Conversas de WhatsApp e Dever de Sigilo

Nos dias atuais, é inegável que os aplicativos de troca de mensagens/ chamadas por voz e vídeo como o WhatsApp e o Telegram suplantaram as ligações telefônicas convencionais, as mensagens por SMS e os e-mails. A dinamização da vida em sociedade e a necessidade de interações cada vez mais ágeis/ instantâneas (e o fato de quase todas as pessoas terem celular) faz com que os apps acima citados sejam extremamente populares e utilizados como meio de comunicação preferido.

Em que pese a modernidade desses aplicativos, as conversas ali mantidas também são resguardadas pelo dever de sigilo das comunicações, consoante determina a Constituição Federal de 1988 em seu artigo 5.º, ao tratar dos direitos fundamentais:

Art. 5.º (...)

XII - é inviolável o sigilo da correspondência e das comunicações telegráficas, de dados e das comunicações telefônicas, salvo, no último caso, por ordem judicial, nas hipóteses e na forma que a lei estabelecer para fins de investigação criminal ou instrução processual penal;   

Nesse contexto, o conteúdo de conversas privadas mantidas entre duas ou mais pessoas (pertencentes a grupos) não podem ser divulgadas publicamente e, aquele que as revelar sem a autorização do(s) outro(s) interlocutor(es), comete ilícito apto a ensejar uma condenação em reparar os eventuais danos causados.

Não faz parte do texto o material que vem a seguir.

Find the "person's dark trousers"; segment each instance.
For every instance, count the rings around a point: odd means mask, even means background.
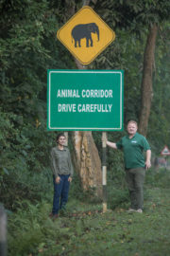
[[[53,175],[54,183],[54,197],[53,197],[53,214],[58,214],[59,210],[65,208],[68,201],[68,193],[70,188],[70,182],[68,181],[70,175],[60,175],[60,182],[56,183],[55,176]]]
[[[145,176],[144,168],[126,170],[126,180],[128,183],[131,208],[144,209],[144,181]]]

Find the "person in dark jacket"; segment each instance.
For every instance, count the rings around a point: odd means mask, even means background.
[[[68,201],[70,183],[73,177],[73,165],[70,151],[64,146],[64,134],[57,136],[58,145],[51,150],[51,169],[53,171],[54,197],[50,216],[59,217],[60,210],[65,210]]]

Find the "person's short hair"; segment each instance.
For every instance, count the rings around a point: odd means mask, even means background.
[[[60,139],[60,137],[65,137],[65,135],[63,133],[60,133],[60,134],[57,135],[57,137],[56,137],[57,143],[59,142],[59,139]]]
[[[137,121],[135,121],[135,120],[129,120],[129,121],[128,121],[127,126],[128,126],[128,123],[130,123],[130,122],[135,123],[135,124],[136,124],[136,126],[138,127],[138,123],[137,123]]]

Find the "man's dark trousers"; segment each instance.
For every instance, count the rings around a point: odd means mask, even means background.
[[[128,183],[131,208],[144,209],[144,181],[145,176],[144,168],[126,170],[126,180]]]
[[[56,183],[56,178],[53,175],[53,183],[54,183],[54,198],[53,198],[53,214],[58,214],[59,210],[64,209],[67,201],[68,201],[68,193],[70,188],[70,182],[68,181],[68,175],[59,175],[60,177],[60,182],[59,184]]]

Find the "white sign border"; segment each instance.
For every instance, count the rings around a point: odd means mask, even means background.
[[[51,109],[51,105],[50,105],[50,92],[51,92],[51,74],[52,73],[78,73],[78,74],[80,74],[80,73],[95,73],[95,74],[98,74],[98,73],[102,73],[102,74],[108,74],[108,73],[113,73],[113,74],[120,74],[120,83],[121,83],[121,87],[120,87],[120,127],[119,128],[94,128],[94,127],[93,127],[93,128],[80,128],[80,127],[51,127],[51,125],[50,125],[50,121],[51,121],[51,119],[50,119],[50,117],[51,117],[51,114],[50,114],[50,109]],[[48,75],[49,75],[49,88],[48,88],[48,128],[50,129],[50,130],[65,130],[65,131],[113,131],[113,130],[122,130],[122,128],[123,128],[123,123],[122,123],[122,112],[123,112],[123,109],[122,109],[122,106],[123,106],[123,102],[122,102],[122,91],[123,91],[123,78],[122,78],[122,72],[121,71],[110,71],[110,70],[108,70],[108,71],[96,71],[96,70],[84,70],[84,71],[76,71],[76,70],[51,70],[51,71],[49,71],[49,73],[48,73]]]

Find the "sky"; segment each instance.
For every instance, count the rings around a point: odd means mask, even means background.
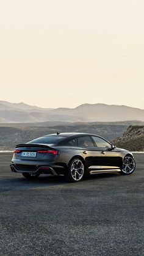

No caso, a responsabilidade civil decorre da quebra do dever de confidencialidade e violação da intimidade e privacidade do emissor das mensagens, que possui uma legítima expectativa de que a conversa não saia da esfera de conhecimento de ambos (ou do grupo fechado) - até mesmo porque "o WhatsApp usa a criptografia de ponta a ponta para garantir que todas as suas mensagens e chamadas fiquem somente entre você e a pessoa com quem você está conversando."

Assim, há de se pensar duas vezes (ou mais) antes de postar prints de conversas e compartilhar áudios e imagens de terceiros nas redes sociais ou envia-las a outras pessoas, estranhas àquele bate-papo, sob pena de responder civilmente por isto.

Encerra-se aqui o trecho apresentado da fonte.